As a native “Maryland-er”, I’ve lived in Mount Airy, Maryland my whole life. (Which is about an hour North of Washington DC.)
I just turned 20 in July… and I’m the oldest of 6 kids. Which is ironic, because I’ve been the “Big Sister” my ENTIRE life, and now I’m very much the “Little Sister” here at the convent. (Talk about role reversal!) My siblings range from 7 to 18, and we often get asked if we’re the Brady Bunch because we’re three girls and three boys! :)
I was Homeschooled from pre-K to 10th grade. Then I went to Sacred Heart Tutorials for a year, where I combined 11th and 12th grade. I graduated high school in 2008. I then studied at Frederick Community College for 2 and a half years.
I guess you could say my “professional job” before I entered was “full-time college student”. Besides that, I was also a part-time nanny for two families and a piano teacher with 9 students.
In my free time, I like to listen to music, or read, or play around with electronic equipment…. :) If you can’t find me, you’ll usually be able to find me with my guitar or at the piano, OR just stop and listen, and you’ll be able to locate me by my humming of whatever song is stuck in my head that day. I also REALLY enjoy photography! Directly before I entered Postulancy, I was in the process of transferring to Shepherd University to major in Photography and Computer Imagery. My co-postulants and the other sisters are quickly finding out that it is a rare occurrence for me to leave the house without a camera or two… :)
People always ask how I met the Daughters of Saint Paul….
I was in 8th grade when I took a class through my homeschool group called Men in Black and Beyond. This class brought in priests, brothers and sisters to talk about vocations. I really hadn’t seen very many religious before, so I was surprised and intrigued by these “holy people” who were very real. I remember the first sister to come and visit our class was a Little Sister of the Poor; she was so open and authentic with us. I was amazed that this woman who prayed (ALOT), wore a habit and worked with old people all day… could tell us that her favorite food was French Fries, and that she was madly in love with Jesus! It was super inspiring for me. At the end of the 6-week class, I was handed a small booklet by one of the moms who ran the class. It was “50 active woman’s religious orders in the United States”… out of the whole class, she only handed one to me. So I did what any other 13 year old would do…. I made a quick exit, and shoved the booklet as far into the bottom of my bag as I could. However, as soon as I got home, I ran up to my room to look at the booklet. As I flipped through the pages, I saw images of nuns, praying, laughing, teaching, praying, walking, and… praying. ;) Then, a nun, dressed in blue, manning a video camera, caught my eye. “How cool is THAT???” I thought to myself.
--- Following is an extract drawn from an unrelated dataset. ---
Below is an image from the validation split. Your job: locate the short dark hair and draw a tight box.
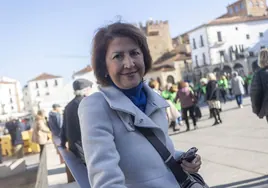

So I sat down, wrote a letter, and addressed the envelope: “Sr. Margaret Michael FSP, Vocation Directress, Daughters of St. Paul, 50 St. Paul’s Ave…”
The rest is history. :)
I visited the Motherhouse in Boston for the first time, when I was 14. Even as a freshman in high school, I was struck by the importance of using media to spread the Gospel. I knew that my generation placed such a high priority on media, especially the Internet. I loved that the founder, Bl. James Alberione, “got it”. He understood and lived the call to meet people where they are. If most people are on the Internet, we should be too. I loved that the Sisters used as many modes of communication as possible. I also was so impressed that despite their extremely busy and demanding apostolate, they remained firmly rooted in prayer and in the Eucharist.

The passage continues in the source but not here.